Elektrik tesisatçılığıyla uğraştığınız zamanların, şu anda yaptığınız müziğe ne gibi bir etkisi oldu?
Sosyal hayattan, yaşamdan bahseden bir müzikyapıyorum. Bir şeyler yaşamazsanız aynı şeyi insanlarla paylaşmak da zor oluyor. 7 sene, haftanın 6 günü elektrik tesisatçılığı yaptım. Dışarıdaki hayatın nasıl olduğu, bazı düzenlerin nasıl işlediğini öğrendim. Babam devlet memuruydu. 12 yıl gecekonduda yaşadık. Sürekli böyle şeyler görmek ve yaptığım müziğin sokağa yakın olması insanlarla çok şey paylaşmamı sağladı.
Bu kadar popüler olmak istiyor muydunuz? Amacım popüler olmak değil kesinlikle. Yaptığım müziği daha çok insana ulaştırmak istiyorum. Sadece Türkiye'yle sınırlı değil. Yurtdışından da insanlara ulaşmak istiyorum. Durum böyle olunca daha fazla insan tarafından tanınıyorsunuz ve popülerleşmeniz kaçınılmaz oluyor. Ama tanınmakla popüler olmak bence farklı şeyler. Nasıl popülerleştiğiniz önemli. Çıkıp bir şarkıyla ya da magazinsel olaylarla gündemde kalıyorlar. Ben ise sadece müziğimle tanınmak istiyorum.
Rap, Cartel'le Türkiye'de dinlenir oldu. Sonra "Yeraltı Operasyonu" önemli bir rol oynadı. Size göre Türkiye'de rap müziği mihenk taşı nedir?
Çok farklı dönemler oldu aslında. Dediğin gibi "Yeraltı Operasyonu" önemli bir rol oynadı. Nefret biraz daha farklı bir hava getirdi. Sanki insanların uzun zamandır beklediği bir şey gibiydi. Sonra benim ilk solo albümüm "Meclis-i Ala" ile insanalrın rape bakışı biraz daha değişti. Konserlerimizde farklı tiplerde izleyici görmeye başladık. Ama yapılan her albümün iyi-kötü bir katkısı olmuştur bu müziğe.
KENDİMİ KOYACAK BİR YER BULAMIYORUM
Bu yıl müzik kariyerinizin 10. yılı. Kendinizi nerede görüyorsunuz?
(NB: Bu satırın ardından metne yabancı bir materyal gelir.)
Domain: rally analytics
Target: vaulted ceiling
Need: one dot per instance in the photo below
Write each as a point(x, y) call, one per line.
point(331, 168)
Açıkçası bir yer belirleyemiyorum kendime. Yetersiz tarafları olsa da çok güzel işler yaptığıma inanıyorum. Geride bıraktığımız bir sürü şey var. Ama önemli olan insanların beni nerede gördükleri. Kendimi koyacak bir yer bulamıyorum açıkçası.
Yetersiz gördüğünüz taraflarla neyi kastediyorsunuz? Örneğin Avrupa'ya giiyorum; oradakilerin fırsatlarını görüyorum. Gerçekten ölçülemeyecek farklar var aramızda. Aynı imkanlara sahip olsaydık her şey daha farklı olurdu. Yani çok acı çektik gibi anlatmak istemiyorum ama gerçekten büyük engellerle karşılaştık. İnsanların önyargıları vardı bu müziğe karşı. Sonuçta Erkin Koray, Cem Karaca gibi isimler de Türkiye'de rock müziği yaymaya çalışırken büyük zorluklarla karşılaştı. Ama kendi bildikleri yoldan hiç şaşmadılar.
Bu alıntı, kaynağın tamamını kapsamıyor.